There's a thread (now locked) on the Python discourse forum about the popup: https://discuss.python.org/t/accessibility-issues-in-the-pyp...
It's actually kind of embarassing seeing someone from the org chime in and say ~"this is our first time doing this, so we expected feedback" ... and separately infuriating ~"we will take this into account for next year".

  a) Any Internet-enabled human should have seen and avoided this problem from a million miles away.
  b) "We expected feedback" ?? this phrase is fucking insulting, sorry.
  c) Not next year. Take it down now and preserve some credibility. What is wrong with you people?
On mobile it is actually worse than the (now locked) thread suggests where it is merely covering 5% of screen area. On mobile the popup takes up more than 50% of screen area for me as it's by default opened up all the way.

Thinking about making a new thread to ask it to be taken down for good.

I looked out of curiosity and on my 15 inch laptop screen it does take up probably about 40%. I'm surprised by how egregious it is. And it looks like they changed it (or there's an A/B test?) since the thread. It also now jokes about how banners are cringe, actually taking up more space!
The initial thread showed only the second "minimized" version of the 2 step process (Maximized -> Minimized -> Dismissed).
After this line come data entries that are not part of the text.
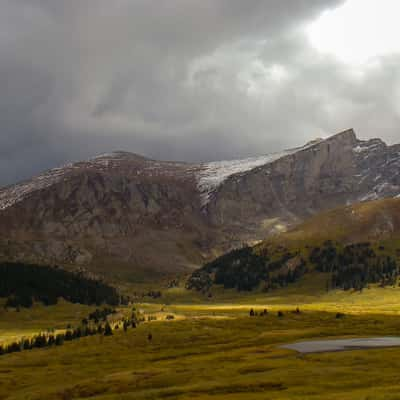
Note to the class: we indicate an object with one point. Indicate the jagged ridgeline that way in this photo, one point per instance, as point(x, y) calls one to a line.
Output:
point(353, 266)
point(22, 284)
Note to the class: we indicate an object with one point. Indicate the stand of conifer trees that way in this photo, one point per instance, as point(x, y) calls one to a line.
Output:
point(24, 283)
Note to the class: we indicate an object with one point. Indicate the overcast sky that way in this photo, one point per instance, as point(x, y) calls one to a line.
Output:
point(191, 79)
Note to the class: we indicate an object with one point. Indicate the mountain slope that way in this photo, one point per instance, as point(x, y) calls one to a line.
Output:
point(124, 213)
point(354, 245)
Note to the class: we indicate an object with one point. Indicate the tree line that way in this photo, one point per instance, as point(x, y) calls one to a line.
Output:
point(356, 265)
point(24, 283)
point(101, 327)
point(352, 266)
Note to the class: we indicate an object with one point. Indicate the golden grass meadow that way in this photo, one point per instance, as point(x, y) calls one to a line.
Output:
point(212, 350)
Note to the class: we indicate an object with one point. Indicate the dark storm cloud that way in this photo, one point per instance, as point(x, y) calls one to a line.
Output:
point(176, 79)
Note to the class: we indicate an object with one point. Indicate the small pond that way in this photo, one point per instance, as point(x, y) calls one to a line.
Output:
point(318, 346)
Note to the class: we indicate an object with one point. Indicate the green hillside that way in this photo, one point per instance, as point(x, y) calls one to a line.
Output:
point(355, 245)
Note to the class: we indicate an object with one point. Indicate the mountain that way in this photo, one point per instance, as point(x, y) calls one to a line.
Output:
point(126, 215)
point(354, 245)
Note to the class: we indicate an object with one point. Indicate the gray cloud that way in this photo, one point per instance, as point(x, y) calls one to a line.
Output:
point(177, 79)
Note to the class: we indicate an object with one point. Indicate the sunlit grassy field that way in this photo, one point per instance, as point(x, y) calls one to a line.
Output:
point(214, 350)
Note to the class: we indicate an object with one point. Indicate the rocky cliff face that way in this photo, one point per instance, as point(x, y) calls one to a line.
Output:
point(121, 212)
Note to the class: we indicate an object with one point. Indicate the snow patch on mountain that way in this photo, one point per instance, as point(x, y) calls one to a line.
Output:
point(212, 174)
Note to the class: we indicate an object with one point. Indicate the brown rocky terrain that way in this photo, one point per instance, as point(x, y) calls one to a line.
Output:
point(123, 213)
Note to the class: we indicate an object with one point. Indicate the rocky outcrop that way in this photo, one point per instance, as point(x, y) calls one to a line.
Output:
point(123, 213)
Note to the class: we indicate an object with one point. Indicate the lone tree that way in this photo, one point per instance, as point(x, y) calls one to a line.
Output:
point(108, 330)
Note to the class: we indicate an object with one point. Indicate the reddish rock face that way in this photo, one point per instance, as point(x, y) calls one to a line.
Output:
point(121, 212)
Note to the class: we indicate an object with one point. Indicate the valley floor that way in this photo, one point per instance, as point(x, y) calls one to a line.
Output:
point(214, 351)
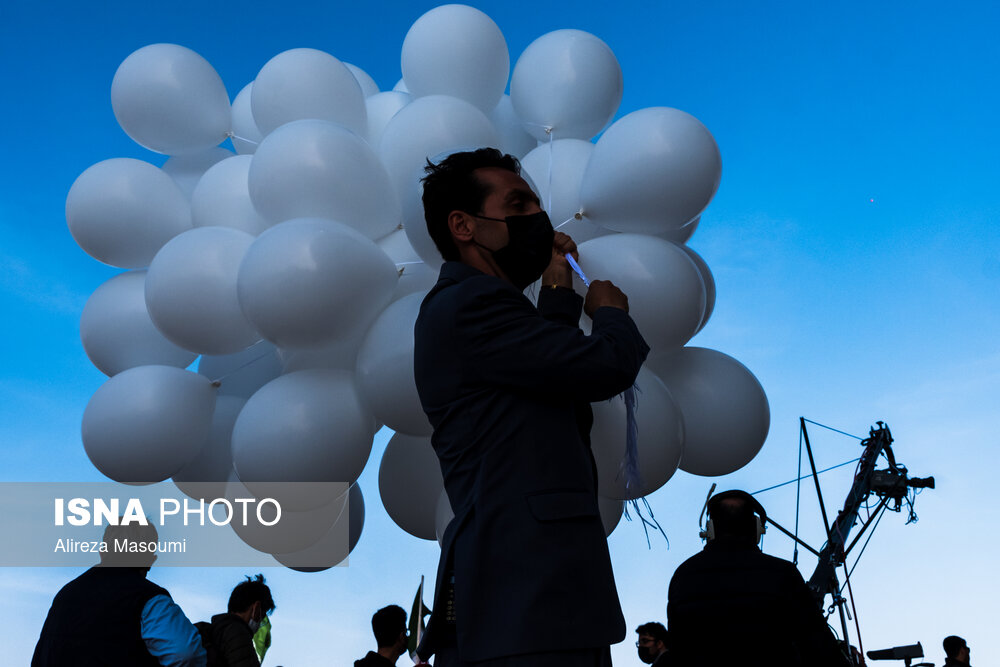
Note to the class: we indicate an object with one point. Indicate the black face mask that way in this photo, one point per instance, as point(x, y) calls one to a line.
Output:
point(528, 250)
point(646, 654)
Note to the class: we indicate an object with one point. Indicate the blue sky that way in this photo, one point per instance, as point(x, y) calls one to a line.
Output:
point(853, 241)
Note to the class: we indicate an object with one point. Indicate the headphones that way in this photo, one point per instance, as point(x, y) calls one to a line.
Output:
point(760, 515)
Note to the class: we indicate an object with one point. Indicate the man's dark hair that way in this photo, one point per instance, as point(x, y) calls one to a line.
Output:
point(387, 623)
point(247, 592)
point(654, 630)
point(733, 515)
point(450, 185)
point(952, 645)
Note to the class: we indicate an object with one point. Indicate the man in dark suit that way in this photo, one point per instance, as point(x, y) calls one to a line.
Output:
point(525, 577)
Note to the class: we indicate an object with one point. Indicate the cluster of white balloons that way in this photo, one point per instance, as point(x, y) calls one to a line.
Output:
point(295, 266)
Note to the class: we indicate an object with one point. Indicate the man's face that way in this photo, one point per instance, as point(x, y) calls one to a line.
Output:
point(649, 649)
point(509, 195)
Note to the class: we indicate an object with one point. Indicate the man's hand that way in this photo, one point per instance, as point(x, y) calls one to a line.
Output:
point(604, 293)
point(559, 271)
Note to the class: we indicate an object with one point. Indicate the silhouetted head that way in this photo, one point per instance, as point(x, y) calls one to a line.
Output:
point(736, 515)
point(251, 600)
point(389, 626)
point(956, 648)
point(652, 641)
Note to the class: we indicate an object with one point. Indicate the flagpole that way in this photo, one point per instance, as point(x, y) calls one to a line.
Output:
point(420, 618)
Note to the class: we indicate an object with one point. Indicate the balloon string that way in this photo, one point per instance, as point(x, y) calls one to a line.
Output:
point(548, 207)
point(217, 381)
point(576, 267)
point(233, 135)
point(630, 462)
point(566, 222)
point(651, 522)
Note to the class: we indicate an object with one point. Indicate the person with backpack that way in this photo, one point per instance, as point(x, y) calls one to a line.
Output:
point(229, 638)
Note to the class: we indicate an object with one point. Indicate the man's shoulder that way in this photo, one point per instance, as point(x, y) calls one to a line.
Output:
point(373, 659)
point(474, 292)
point(223, 623)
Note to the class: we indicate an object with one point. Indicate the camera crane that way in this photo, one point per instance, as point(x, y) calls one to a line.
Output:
point(890, 485)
Here's the banner code which looks heavily LLM coded to me: https://web.archive.org/web/20251211092050js_/https://donate...
> What is wrong with you people?

Unmitigated arrogance combined with scathing contempt for their user base, perhaps?
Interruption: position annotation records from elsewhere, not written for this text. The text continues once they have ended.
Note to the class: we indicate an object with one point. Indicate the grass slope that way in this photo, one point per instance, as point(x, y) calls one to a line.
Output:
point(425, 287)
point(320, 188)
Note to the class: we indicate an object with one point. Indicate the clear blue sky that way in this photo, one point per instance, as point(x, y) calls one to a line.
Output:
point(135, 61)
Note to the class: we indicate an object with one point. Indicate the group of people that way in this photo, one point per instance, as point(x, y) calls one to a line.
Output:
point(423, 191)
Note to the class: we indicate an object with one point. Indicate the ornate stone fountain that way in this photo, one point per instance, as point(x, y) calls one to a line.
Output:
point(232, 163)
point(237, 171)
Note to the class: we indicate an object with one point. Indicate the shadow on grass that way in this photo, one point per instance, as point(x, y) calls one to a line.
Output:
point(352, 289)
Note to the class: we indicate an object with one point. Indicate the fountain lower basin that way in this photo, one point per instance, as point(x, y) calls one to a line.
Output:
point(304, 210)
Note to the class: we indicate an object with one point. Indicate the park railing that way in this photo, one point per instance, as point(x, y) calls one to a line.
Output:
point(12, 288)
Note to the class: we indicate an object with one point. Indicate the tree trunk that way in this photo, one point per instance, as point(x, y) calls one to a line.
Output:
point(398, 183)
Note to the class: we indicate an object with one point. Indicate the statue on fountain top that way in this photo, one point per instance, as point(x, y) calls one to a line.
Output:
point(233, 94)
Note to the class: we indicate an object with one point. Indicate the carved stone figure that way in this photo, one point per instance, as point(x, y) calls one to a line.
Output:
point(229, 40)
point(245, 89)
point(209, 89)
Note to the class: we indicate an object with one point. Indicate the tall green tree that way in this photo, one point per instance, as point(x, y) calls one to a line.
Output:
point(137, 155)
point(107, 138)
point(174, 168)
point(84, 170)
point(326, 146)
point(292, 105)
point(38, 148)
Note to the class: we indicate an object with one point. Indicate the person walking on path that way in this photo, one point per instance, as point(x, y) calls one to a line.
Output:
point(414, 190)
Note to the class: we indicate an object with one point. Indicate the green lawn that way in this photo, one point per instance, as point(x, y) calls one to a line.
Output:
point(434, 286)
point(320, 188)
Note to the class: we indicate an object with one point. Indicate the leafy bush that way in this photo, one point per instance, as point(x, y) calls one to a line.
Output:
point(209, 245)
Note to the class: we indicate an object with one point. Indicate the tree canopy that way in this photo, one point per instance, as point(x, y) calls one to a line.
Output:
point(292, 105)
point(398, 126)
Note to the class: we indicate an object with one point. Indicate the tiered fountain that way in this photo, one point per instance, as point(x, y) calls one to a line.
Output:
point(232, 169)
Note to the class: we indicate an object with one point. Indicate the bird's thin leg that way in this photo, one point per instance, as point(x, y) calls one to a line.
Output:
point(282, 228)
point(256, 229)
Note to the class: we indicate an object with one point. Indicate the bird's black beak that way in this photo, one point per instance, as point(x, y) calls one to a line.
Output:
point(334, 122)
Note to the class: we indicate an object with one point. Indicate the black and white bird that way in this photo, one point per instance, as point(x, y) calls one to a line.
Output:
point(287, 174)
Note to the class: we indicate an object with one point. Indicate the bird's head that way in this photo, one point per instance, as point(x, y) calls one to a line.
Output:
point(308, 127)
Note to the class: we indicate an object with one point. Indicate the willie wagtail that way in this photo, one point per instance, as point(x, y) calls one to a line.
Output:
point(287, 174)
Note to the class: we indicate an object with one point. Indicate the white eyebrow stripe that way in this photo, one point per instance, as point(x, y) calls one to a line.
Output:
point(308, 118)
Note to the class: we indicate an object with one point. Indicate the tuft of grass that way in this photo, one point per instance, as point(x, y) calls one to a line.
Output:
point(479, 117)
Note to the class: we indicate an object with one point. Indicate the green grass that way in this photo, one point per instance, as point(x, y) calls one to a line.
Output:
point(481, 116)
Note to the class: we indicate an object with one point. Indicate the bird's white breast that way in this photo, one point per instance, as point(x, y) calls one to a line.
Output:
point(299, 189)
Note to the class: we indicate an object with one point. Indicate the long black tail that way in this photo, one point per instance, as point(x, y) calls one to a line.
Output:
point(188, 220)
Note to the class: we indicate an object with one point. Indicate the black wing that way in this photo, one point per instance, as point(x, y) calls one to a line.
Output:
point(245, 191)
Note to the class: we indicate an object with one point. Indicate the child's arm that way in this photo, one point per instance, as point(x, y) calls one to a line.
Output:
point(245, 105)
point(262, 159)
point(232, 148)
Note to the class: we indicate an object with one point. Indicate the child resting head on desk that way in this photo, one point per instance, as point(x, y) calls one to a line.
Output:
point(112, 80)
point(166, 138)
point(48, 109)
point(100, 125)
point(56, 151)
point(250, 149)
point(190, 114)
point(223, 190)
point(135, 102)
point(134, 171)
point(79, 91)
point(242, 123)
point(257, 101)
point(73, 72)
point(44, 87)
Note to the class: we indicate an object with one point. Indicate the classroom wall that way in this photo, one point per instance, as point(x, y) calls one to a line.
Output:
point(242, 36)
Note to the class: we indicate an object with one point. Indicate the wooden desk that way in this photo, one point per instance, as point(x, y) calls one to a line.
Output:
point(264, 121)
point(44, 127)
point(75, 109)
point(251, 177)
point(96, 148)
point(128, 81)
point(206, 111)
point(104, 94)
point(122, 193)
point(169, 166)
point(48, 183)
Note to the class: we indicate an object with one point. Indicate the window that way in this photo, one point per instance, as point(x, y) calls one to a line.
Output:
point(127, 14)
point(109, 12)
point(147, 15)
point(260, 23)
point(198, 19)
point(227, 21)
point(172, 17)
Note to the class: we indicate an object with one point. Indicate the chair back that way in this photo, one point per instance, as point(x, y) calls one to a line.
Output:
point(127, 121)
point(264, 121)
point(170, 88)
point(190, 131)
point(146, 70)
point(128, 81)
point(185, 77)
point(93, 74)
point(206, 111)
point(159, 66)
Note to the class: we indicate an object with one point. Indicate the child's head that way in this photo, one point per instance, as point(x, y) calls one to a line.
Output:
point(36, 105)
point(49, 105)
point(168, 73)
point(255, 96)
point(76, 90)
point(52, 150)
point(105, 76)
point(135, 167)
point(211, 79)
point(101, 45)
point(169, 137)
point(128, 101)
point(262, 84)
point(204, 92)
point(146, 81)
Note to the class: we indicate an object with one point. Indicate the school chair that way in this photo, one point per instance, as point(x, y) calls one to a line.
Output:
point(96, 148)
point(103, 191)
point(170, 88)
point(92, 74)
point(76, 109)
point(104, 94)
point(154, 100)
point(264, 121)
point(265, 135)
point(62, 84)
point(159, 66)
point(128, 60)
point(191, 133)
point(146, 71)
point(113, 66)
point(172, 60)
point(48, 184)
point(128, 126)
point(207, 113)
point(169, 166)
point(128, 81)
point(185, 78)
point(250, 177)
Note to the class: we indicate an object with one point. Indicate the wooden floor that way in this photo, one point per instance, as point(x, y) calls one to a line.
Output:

I'd expect nothing less from the people that botched the Python 2.x to 3.x transition, burning billions of dollars of software value and countless hours of development effort in the process. Or the people who repeatedly failed to come up with a sane library and package system.

Python demonstrates that having a standards body and caring about backward compatibility are not bad things, and that a platform's most important job is to absorb pain, not multiply it across millions of users.

It comes as no surprise that even their web site would migrate to the latter camp.

> we expected feedback. That way we’d have something to ignore lol
Abuse has a meaning of misuse or use in an unintended way, as in “bringing a large bottle to take home is an abuse of the restaurant’s free refill policy”.

It doesn’t imply the strength of the word in “sexual abuse” or other law-related contexts.

It's abuse. Sugar coating it will only empower the perpetrators. Is it the most inhumane thing possible? No, obviously not. But these sites are taking advantage of the fact that you're there to do something, learn something, get something done, etc and they have your eyeballs. What they're doing is intentional, distracting and getting worse.

I don't care what the commercial status of the site is that I'm visiting, you will not hijack my attention.